Ebola-hit Liberians keeping the faith

The faithful gather for a prayer service like any other in Liberia`s sweltering Resurrection Baptist Ministries church, except today the reverend is taking time to explain why Ebola has forced a change in the seating arrangements.

Monrovia: The faithful gather for a prayer service like any other in Liberia`s sweltering Resurrection Baptist Ministries church, except today the reverend is taking time to explain why Ebola has forced a change in the seating arrangements.

"We have created space between the chairs and we have enlarged the aisles. This is the rule of Ebola," Joseph Johnson tells his flock, as they fan themselves in the cloying heat of a Monrovian summer morning.

"We have to make sure you don`t have body contact with each other. When Ebola is contained we will get back to our own rules."

Johnson prides himself in doing God`s work, but lately the prayers have taken a back pew to announcements on the deadly virus sweeping Liberia and other parts of West Africa.

The Ebola virus has killed over 1,500 people in four west African countries since the start of the year, spreading through contact with infected bodily fluids.

Liberia has borne the brunt of the epidemic, burying almost 700 people who got too close to an infected friend, lover, relative or, perhaps, patient or passenger.

Monrovia, a devout, predominantly Christian city of at least a million people, has churches of a wide variety of denominations on almost every street corner, as well as the occasional mosque.

Liberians, well accustomed to seeking solace in their faith, and in spiritual leaders like Joseph Johnson, have not stopped coming to services during the Ebola outbreak.

The preacher has a reputation as a firebrand.Left hand in the air, right hand clutching a Bible to his chest, he closes his eyes and beseeches the congregation to stand.

"We ask you, oh Lord, to come to our aid. We ask you because you are the only one who can help us," he cries.

"We are dying, Ebola is killing us, it is killing your children. Our doctors have become powerless and who do we go to if not you?"

He asks the newcomers among his flock to stand so that they might be welcomed by his regular faithful.

"Do not shake their hands. Just salute them and tell them welcome. That is enough for now," he chides.

Only then can the sermon begin, but even this part of the service is all about the epidemic.

"Ebola is not a fabrication, it is a reality. No pastor should fool you to say he has holy oil for Ebola. You will give him your holy money and you will die," he warns.

"Do not say that you are praying every day so you will have body contact with people and God will protect you. God did not say so."

Mopping sweat from his face in the oppressive heat, the tough-talking pastor takes a swipe at the government of President Ellen Johnson Sirleaf, which was criticised for its early inadequate response to the crisis."The government we have in this country is the cause of innocent people being killed today by this deadly virus. When the virus entered for the first time from Guinea, a responsible government would have taken the necessary precautions to stop it at the border," he roars.

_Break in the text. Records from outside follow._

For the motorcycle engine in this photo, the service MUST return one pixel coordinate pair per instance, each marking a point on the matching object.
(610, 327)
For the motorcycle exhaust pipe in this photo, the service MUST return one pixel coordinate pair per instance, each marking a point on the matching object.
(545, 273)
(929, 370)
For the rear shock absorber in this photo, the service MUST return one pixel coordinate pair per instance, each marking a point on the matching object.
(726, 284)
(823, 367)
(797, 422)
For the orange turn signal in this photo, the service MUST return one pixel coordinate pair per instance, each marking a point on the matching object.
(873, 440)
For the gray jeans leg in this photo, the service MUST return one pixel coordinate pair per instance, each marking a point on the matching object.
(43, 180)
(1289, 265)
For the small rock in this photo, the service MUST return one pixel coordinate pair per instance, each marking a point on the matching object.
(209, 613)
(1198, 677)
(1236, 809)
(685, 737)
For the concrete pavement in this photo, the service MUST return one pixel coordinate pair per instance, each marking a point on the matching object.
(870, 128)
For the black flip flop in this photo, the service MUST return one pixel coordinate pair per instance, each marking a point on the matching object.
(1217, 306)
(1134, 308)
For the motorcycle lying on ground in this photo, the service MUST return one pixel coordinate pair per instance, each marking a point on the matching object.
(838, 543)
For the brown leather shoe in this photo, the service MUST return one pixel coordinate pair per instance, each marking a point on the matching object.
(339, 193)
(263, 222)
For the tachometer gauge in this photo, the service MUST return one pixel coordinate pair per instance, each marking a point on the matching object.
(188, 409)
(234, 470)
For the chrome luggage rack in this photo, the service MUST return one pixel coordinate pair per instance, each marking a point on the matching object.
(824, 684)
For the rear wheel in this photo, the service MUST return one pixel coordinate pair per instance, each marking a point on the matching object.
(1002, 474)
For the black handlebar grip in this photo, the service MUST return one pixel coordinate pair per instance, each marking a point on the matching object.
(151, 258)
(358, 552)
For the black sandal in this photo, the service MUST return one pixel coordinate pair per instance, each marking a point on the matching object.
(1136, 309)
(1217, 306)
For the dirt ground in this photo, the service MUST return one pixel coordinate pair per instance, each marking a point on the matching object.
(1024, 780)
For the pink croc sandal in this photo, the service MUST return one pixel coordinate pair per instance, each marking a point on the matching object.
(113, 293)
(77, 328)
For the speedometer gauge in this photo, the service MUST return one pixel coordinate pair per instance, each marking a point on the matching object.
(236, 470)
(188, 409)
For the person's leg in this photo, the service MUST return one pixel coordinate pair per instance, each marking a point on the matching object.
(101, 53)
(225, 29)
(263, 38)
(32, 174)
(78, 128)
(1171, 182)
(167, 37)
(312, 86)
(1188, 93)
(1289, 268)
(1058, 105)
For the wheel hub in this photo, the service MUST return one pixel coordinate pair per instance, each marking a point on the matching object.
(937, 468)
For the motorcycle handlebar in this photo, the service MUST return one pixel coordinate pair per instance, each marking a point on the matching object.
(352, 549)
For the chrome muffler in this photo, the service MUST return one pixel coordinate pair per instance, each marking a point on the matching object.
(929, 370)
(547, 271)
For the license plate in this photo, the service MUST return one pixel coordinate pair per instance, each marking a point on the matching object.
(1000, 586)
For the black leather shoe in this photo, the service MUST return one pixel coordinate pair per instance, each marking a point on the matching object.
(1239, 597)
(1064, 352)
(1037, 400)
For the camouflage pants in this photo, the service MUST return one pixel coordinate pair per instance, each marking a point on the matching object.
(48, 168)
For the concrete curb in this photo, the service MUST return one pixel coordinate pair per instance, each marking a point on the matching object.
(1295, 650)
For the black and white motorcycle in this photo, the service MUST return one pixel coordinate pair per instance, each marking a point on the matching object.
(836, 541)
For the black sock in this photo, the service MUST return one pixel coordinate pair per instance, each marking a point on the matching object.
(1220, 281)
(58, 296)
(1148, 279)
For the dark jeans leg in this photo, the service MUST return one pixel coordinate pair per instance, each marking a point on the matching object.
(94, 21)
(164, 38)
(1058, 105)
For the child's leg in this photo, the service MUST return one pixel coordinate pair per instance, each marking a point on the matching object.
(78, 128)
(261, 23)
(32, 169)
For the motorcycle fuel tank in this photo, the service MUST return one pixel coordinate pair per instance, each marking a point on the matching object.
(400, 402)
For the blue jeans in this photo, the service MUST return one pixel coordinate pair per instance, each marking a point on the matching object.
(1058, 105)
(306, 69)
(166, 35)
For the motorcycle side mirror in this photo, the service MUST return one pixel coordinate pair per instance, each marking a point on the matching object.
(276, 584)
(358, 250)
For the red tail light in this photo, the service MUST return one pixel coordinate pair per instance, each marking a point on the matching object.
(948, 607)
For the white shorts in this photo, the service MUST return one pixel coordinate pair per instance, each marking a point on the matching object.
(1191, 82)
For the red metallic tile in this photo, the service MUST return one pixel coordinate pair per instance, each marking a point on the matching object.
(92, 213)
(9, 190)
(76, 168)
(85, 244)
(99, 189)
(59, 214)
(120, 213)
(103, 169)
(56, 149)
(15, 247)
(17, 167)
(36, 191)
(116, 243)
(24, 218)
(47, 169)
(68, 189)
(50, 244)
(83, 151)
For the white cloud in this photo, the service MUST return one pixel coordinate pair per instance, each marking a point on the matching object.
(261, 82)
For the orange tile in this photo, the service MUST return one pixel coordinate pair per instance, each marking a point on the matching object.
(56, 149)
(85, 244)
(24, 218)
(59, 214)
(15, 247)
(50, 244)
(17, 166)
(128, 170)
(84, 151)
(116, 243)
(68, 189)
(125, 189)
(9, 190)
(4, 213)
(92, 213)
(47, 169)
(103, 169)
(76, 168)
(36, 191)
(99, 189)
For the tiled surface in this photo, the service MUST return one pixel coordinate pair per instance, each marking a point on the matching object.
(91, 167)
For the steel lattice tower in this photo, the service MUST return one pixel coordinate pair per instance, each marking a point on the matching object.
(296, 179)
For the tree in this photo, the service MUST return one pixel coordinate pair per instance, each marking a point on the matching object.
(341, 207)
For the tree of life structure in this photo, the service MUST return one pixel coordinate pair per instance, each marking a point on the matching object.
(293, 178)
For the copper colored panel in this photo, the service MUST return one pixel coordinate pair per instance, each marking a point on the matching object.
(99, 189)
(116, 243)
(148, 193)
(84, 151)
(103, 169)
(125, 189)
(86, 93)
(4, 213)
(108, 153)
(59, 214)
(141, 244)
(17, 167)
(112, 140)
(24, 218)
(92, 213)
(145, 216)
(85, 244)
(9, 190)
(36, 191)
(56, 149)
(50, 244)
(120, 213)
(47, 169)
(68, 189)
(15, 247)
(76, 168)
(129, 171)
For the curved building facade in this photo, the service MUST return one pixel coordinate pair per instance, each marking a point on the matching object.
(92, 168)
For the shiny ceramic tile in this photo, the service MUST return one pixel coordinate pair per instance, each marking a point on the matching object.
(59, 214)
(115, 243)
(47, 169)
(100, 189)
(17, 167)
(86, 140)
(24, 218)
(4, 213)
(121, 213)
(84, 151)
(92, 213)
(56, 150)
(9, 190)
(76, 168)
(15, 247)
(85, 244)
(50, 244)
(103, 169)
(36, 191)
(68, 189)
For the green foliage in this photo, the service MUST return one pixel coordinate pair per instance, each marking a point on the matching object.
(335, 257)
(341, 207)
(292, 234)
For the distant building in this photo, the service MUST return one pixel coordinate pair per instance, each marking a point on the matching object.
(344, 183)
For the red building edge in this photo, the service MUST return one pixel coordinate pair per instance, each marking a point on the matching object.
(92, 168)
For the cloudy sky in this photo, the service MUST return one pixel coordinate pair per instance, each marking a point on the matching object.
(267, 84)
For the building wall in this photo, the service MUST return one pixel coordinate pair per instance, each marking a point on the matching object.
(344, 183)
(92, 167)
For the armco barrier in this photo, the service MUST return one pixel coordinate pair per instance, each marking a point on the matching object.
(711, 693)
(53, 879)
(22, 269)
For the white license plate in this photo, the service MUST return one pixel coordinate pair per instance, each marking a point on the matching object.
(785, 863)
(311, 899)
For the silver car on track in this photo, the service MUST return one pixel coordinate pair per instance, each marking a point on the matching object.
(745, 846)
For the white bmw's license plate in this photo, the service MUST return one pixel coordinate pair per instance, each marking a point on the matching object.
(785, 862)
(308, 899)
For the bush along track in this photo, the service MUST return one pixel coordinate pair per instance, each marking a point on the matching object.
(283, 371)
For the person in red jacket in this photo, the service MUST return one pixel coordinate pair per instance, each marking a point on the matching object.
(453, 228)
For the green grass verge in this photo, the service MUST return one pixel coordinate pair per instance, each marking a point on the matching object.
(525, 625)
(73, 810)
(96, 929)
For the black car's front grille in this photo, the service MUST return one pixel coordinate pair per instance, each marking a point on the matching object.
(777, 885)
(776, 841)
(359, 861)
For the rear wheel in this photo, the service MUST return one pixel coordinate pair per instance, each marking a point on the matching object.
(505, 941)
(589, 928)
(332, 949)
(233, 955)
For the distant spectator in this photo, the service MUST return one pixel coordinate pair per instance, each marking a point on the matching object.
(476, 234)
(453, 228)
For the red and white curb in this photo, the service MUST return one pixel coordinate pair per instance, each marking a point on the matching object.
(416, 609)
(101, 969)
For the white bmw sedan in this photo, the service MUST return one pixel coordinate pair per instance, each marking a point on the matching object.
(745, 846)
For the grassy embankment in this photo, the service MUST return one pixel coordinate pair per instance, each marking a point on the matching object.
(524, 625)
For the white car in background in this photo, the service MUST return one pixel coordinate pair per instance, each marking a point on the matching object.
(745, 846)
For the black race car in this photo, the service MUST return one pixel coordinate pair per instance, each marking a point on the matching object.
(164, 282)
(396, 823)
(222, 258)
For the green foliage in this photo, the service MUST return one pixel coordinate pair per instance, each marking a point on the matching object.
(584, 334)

"They sat down and allowed it to eat us gradually until it got into the city. Here we are today, topping the death toll. The health system has broken down. Innocent people are dying on the daily basis."

A woman at the back of the congregation begins to sob uncontrollably and an awkward silence descends on the service.

The reverend knows what to do. He bows his head in a mark of respect and then stares from one member of his flock to the next.

"She has lost a loved-one because of Ebola," he confides.

Services in Johnson`s church were once joyous occasions, with congregation members squeezing together on the wooden pews, shaking hands and hugging.

But there is not much joy to be seen among the religious of Monrovia these days, just grief, despair and -- sometimes -- hope in the possibility of salvation.

Before entering the church, everyone has to wash their hands thoroughly in chlorine solution and, once inside, people keep their distance.

Before Johnson finishes his sermon, he runs the churchgoers through Ebola`s version of the Ten Commandments -- a secular checklist of dos and don`ts that might offer protection from an earthbound Hell.

"Keep your children home. Do not let them get out. For seven weeks now my children have been home, none of them is allowed to get out," he says.

"Do not eat bush meat, do not touch dead bodies, and do not touch the vomit, urine, saliva or any bodily fluid from the next person. Take the necessary precautions and God will do the rest."